Ибо(!) я ни в коем случае не кончал с собой, позволив победить меня несравненным донам Луисам. Просто в этой истории мне не было реального места, а ведь я (как и мои оставшиеся несравненными поэты) не мог бы смириться с тем, что истина анонимна. Не мог с ними не быть согласным и громо-гласно не объявлять об этом.

Ведь искусство авторитарно. Автор прямо-таки навязывает своё соавторство Творцу всего сущего (а оно всё никак не навязывается!); и вот здесь мы касаемся чуда веры, которая есть осуществление ожидаемого и уверенность в невидимом (Павел); впрочем, всегда ли чудо? Часто обстоятельства бывают для нас — как смирительная рубашка для безумного. (Монах Симеон Афонский)

Ведь и с крещением иудеев в Испании дело обстояло интересней; я не случайно затронул тему ренегатства новых мусульман и их грустную судьбу. Вот некоторая иллюстрация: Педро (или Алонсо) де Картахэна, потомок Соломона Га-Леви, эрудита в талмудических науках и знатока богословия, и Давид Абенатор Мэло, по всей видимости сохранивший верность вере Авраама, Исаака и Иакова представляли собой один — ренегата, другой — ортодокса.

Насколько сложны явления мироформирования, и насколько вульгарно могут пониматься их проявления в нашей птолемеевой плоскости глобуса (как прохождение той же сферы глобуса сквозь лист бумаги, напоминая сердцебиение), можно проследить по помянутым выше диспутам.

«Давление, которое оказывалось в течение всего Средневековья на евреев, чтобы они изменили своей религии и приняли веру окружающего их большинства, не однажды принимало форму вспышек насилия, результатом которых было навязывание еврейскому населению религии большинства. Это явление было распространено в христианском мире (впрочем, оно было известно и в мусульманских странах). В королевстве франков во второй половине VI — начале VII вв. и в королевстве визиготов на протяжении всего VII в. евреев всячески принуждали принять христианскую веру. В Византийской империи евреев также заставляли креститься с помощью угроз и насилия, особенно в конце IX в. — первой половине Х в. Эти волны принудительных крещений создали во всех упомянутых местах группы евреев, обращенных против воли (анусим) и вынужденных внешне выражать лояльность новой религии. Правда, католическая церковь в принципе выступала против насильственных мер в крещении евреев, но при этом и от тех, кто был обращен не по своей воле, она требовала уважать таинство крещения и вести себя, как христиане во всех отношениях. Когда германский император Генрих IV (1056–1106) разрешил вернуться к своей религии евреям, насильственно крещенным во время Первого крестового похода, папа Урбан II (1088-1099) осудил его за этот шаг, вызвавший противодействие и гнев у горожан долины Рейна.

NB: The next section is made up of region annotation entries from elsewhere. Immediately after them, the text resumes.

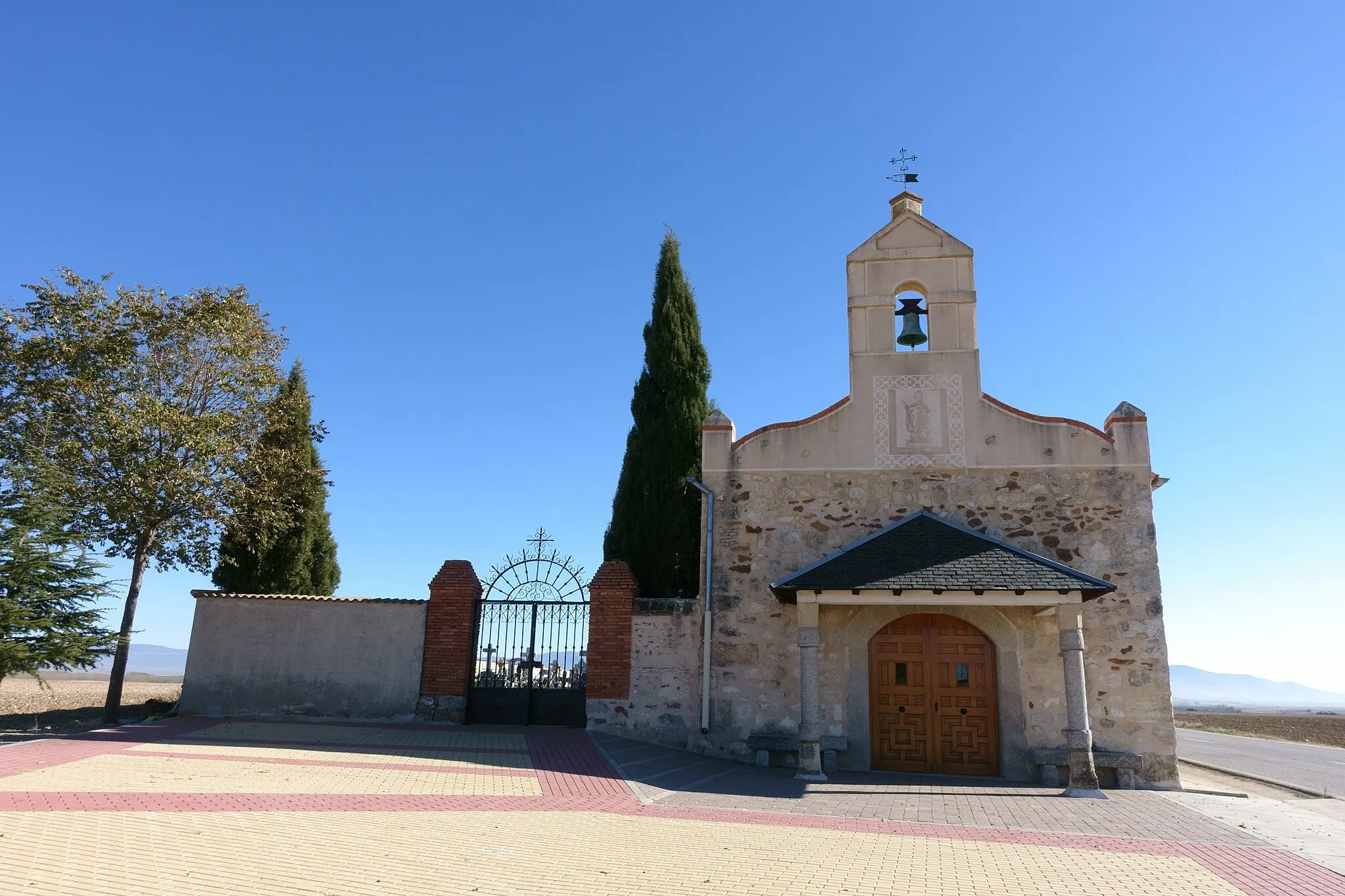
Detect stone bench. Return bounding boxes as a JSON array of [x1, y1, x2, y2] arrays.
[[1032, 747, 1145, 790], [748, 735, 850, 771]]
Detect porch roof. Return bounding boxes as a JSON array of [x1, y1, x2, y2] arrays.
[[771, 511, 1116, 603]]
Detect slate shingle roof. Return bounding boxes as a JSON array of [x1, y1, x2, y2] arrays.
[[771, 511, 1116, 601]]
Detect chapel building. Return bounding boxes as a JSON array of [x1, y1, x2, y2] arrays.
[[588, 192, 1180, 796]]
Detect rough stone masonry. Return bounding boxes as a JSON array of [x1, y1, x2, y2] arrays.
[[589, 192, 1178, 787]]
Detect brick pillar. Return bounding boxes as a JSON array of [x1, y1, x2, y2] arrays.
[[416, 560, 481, 723], [585, 560, 640, 724]]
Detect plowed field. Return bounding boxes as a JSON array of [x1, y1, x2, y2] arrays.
[[1176, 712, 1345, 747]]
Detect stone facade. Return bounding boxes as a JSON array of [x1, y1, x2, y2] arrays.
[[604, 194, 1177, 787]]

Даже если цифры, приведенные Крескасом, преувеличены, нельзя закрывать глаза на факт, запечатлевшийся в сознании того поколения: большая часть еврейского населения такой крупной еврейской общины, как Севильская, изменила своей вере. Таким же образом обстояли дела в Валенсии, где “было около тысячи [еврейских] домов, и за веру погибло около двухсот пятидесяти человек, а остальные убежали в горы, и лишь немногие спаслись, а большинство крестились”.

Социальные и культурные противоречия, назревшие внутри еврейского общества Испании накануне антиеврейских выступлений 1391 г., вследствие погромов обострились, и многие евреи, как простолюдины, так и принадлежащие к социальной элите, торопились покинуть тонущий корабль. Некоторые придворные, стоявшие близко к власти, торопились еще больше и крестились еще до того, как разразилась великая буря. Самым видным из них был рабби Шломо а-Леви, раввин Бургоса, происходивший из богатой и знатной семьи, уже несколько поколений занимающейся откупом налогов и близкой к кастильскому престолу. Рабби Шломо, как и подобало еврейскому придворному тех времен, получил не только превосходное талмудическое, но и философское образование, и весьма вероятно, что еще в бытность свою иудеем он интересовался христианской теологией и был знаком со схоластической литературой. В 1389 г. он принимал участие в дипломатической миссии кастильского двора в Аквитании, а годом позже, очевидно, незадолго до погромов, уничтоживших еврейство Кастилии, принял вместе со своим сыном христианство, взяв себе христианское имя Пабло де Санта Мария. Закончив изучение теологии в Париже, он сблизился с кардиналом Педро де Луна, который впоследствии стал папой Бенедиктом XIII. Прошло совсем немного времени, и его звезда воссияла и в христианском мире: бывший раввин был назначен епископом Бургоса. Вскоре после обращения Пабло получил письмо от своего бывшего друга, Йеошуа а-Лорки, еврейского врача и интеллектуала из Альканиса в Арагоне, в котором автор выражает удивление крещением друга и просит объяснить ему его причины:

Возжаждала ли душа твоя восхождения по ступеням богатства и славы? (…) Или же философские изыскания соблазнили тебя поставить всё с ног на голову и рассудить, что те, кто придерживается веры, множат тщету и суетность? Потому-то ты и предпочёл ублажить свою плоть и успокоить разум без трепета, и ужаса, и страха. Или же узрев, что мы утратили Родину, что постигли нас неисчислимые беды, погубив и оглушив нас, и что почти скрыл от нас Господь лик свой и отдал нас в пищу птицам небесным и зверям земным, ты рассудил, что не будет больше упомянуто имя Израиля. А может, открылись тебе тайны пророчества, и основы веры, и смысл её — всё то, что не было открыто столпам мира сего (мудрейшим и величайшим людям) из нашего народа во время изгнания, — и ты увидел, что ложь оставили нам в наследство отцы наши, ибо слабо разумели Тору и пророков, и ты сделал выбор, приняв его за правду и истину?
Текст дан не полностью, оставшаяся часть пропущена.